Bar code reader 40 views bar code 38 through an opening 46 in a housing 48 of read head 30. Housing 48 attaches to drive carriage 16 so that both incremental and absolute encoders are inside guide member 12, to protect the encoders from sawdust or chips or particles from cut material. A drive sheave 50 and cable tensioner 52 may be used with cable 32 to minimize slippage and to provide a speed-increasing gearing effect on rotor 42. This supports fine resolution measurements without requiring very fine angular measurement (as would be required without the gearing effect). These cable tensioners 50, 52 are moveable and loaded toward the rotor hub (about drive sheave 34) to maintain tension in cable 32. Nonetheless, slippage in cable 32 has only a minor effect on the accuracy of the linear measuring apparatus because it may automatically recalibrate at the end of every barcode.

FIG. 7 also shows a cover which may couple to housing 48, to seal components therein.

FIG. 8 shows an operational view of a drive carriage, including the encoder 44 (the cover of read head 10 is removed to show encoder 44).

FIG. 9 shows a schematic drawing of the linear measuring apparatus discussed above. FIG. 9A shows a schematic, cross-sectional view of the linear measuring apparatus of FIG. 9. FIG. 9A also illustrates position of bar code 38.

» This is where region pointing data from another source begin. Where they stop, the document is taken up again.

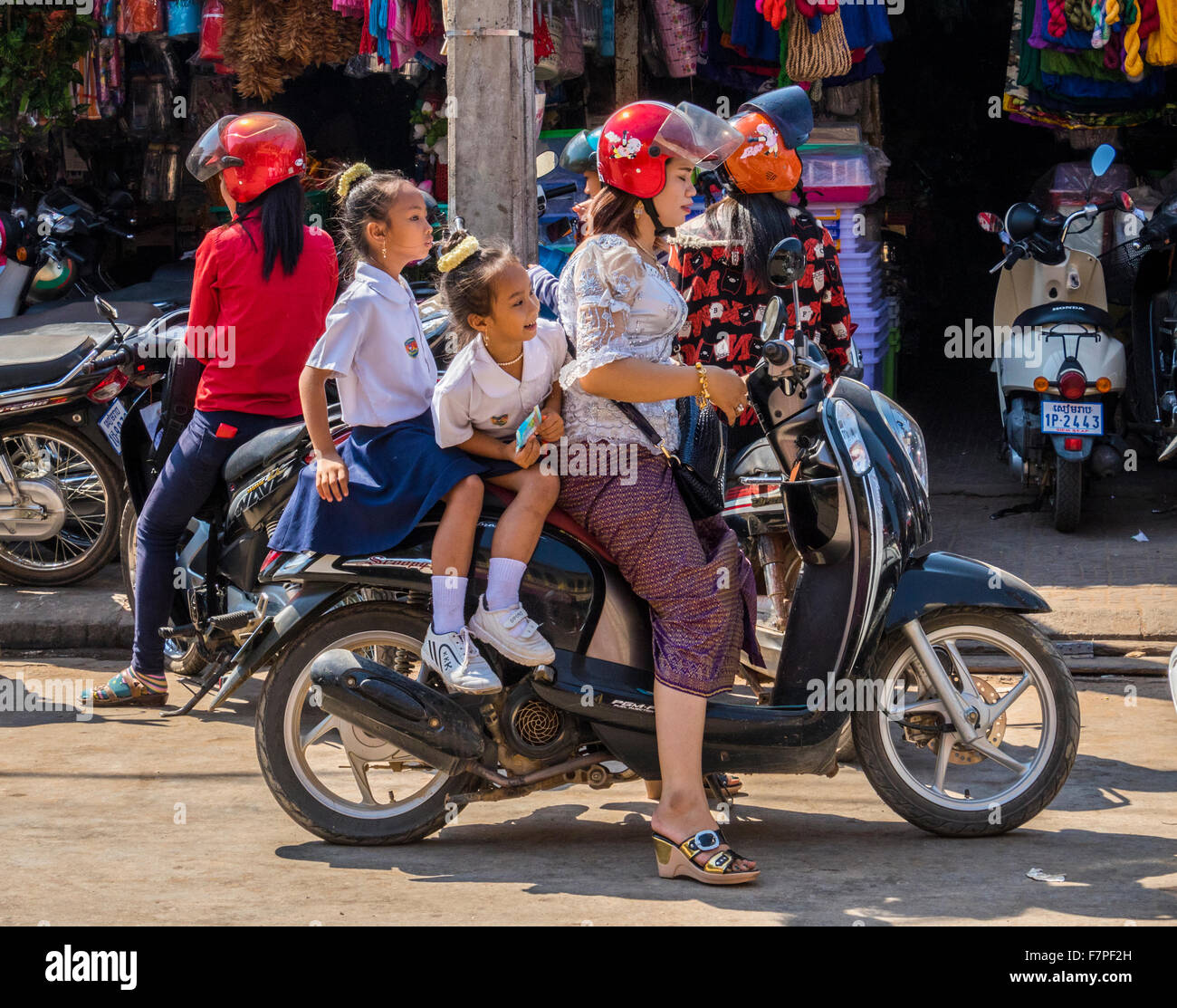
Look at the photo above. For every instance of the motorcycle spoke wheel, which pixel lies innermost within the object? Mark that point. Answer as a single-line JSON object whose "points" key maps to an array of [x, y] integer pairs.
{"points": [[87, 491], [1007, 685], [345, 768]]}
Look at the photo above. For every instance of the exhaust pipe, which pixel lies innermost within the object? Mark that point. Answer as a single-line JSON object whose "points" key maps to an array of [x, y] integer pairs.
{"points": [[423, 722]]}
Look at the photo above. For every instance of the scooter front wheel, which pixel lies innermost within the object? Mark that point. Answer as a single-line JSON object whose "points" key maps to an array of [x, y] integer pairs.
{"points": [[330, 776], [1013, 677]]}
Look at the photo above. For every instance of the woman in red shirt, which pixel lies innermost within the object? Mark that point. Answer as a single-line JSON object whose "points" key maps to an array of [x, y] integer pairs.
{"points": [[719, 261], [263, 286]]}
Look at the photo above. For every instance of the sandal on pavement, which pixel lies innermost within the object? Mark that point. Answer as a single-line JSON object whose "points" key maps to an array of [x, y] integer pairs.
{"points": [[124, 689], [678, 859]]}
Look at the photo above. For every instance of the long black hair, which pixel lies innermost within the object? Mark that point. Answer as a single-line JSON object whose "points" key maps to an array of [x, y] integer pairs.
{"points": [[282, 208], [757, 222]]}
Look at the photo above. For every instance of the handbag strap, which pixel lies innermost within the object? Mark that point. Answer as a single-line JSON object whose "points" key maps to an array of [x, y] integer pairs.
{"points": [[644, 426]]}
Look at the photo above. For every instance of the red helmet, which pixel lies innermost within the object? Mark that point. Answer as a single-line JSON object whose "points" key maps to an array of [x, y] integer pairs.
{"points": [[254, 151], [638, 140], [763, 163]]}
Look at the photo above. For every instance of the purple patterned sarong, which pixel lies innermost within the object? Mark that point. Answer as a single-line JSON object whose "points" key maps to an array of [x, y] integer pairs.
{"points": [[701, 588]]}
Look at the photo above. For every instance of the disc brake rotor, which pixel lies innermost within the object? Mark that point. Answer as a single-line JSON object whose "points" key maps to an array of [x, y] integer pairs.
{"points": [[961, 753]]}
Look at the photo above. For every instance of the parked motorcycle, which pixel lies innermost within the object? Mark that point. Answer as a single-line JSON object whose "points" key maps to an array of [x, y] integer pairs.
{"points": [[1141, 274], [58, 252], [1059, 370], [964, 715], [220, 602], [62, 397]]}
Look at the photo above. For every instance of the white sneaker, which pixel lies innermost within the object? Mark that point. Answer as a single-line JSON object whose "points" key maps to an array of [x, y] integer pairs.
{"points": [[512, 634], [457, 659]]}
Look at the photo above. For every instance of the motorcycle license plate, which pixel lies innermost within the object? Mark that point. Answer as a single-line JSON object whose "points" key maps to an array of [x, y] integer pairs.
{"points": [[1072, 418], [112, 424]]}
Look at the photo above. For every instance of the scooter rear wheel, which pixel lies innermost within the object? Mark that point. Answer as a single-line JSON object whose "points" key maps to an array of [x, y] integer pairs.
{"points": [[1067, 494], [918, 764]]}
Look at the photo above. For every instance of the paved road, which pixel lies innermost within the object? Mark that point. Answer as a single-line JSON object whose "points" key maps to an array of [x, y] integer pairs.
{"points": [[133, 820]]}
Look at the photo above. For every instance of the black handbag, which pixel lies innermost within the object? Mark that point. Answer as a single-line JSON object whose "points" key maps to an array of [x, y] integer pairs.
{"points": [[701, 463]]}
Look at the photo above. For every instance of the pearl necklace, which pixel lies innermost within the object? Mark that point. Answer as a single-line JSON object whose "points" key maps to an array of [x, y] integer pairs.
{"points": [[502, 363]]}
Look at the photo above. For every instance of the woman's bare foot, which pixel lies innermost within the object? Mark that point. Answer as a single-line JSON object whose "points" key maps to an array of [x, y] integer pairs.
{"points": [[677, 818]]}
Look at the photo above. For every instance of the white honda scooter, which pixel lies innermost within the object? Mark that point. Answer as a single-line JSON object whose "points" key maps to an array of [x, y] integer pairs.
{"points": [[1059, 370]]}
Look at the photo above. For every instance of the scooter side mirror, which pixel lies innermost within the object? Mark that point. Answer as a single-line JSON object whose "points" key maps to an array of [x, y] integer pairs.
{"points": [[1102, 159], [989, 222], [787, 263], [106, 310]]}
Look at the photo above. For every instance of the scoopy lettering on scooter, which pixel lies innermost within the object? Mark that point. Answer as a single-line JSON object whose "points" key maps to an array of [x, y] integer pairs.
{"points": [[988, 343]]}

FIG. 10 shows a schematic view of drive carriage 16, and without connection to the fence or guide member.

FIG. 11 shows further detail of encoders of read head 10, in an embodiment.

FIG. 12 shows an end view of read head 10, along with positioning of bar code 38 within guide member 12.

Accordingly, table saw 10 of FIG. 1 illustrates one application of the linear measuring apparatus. In this application, drive carriage 16 moves along the axis of the tubular guide member 12 and fence 18, running parallel to blade 20, provides a guide for cutting wood to a controlled measurement (determined by distance 22). By referring to digital display 24 on drive carriage 16, and by locking fence 18 in position, wood can be cut to the desired measurement. The zero point of the readout can be set referenced to appropriate points such as the side of the blade for cut-to-length applications, or the center of the blade for centerline-to-centerline slotting. Fence 18 can be removed from table saw 10 and reattached without disturbing the set point of the readout. The use of two encoders, one absolute and one relative (incremental), provides certain measurement advantages.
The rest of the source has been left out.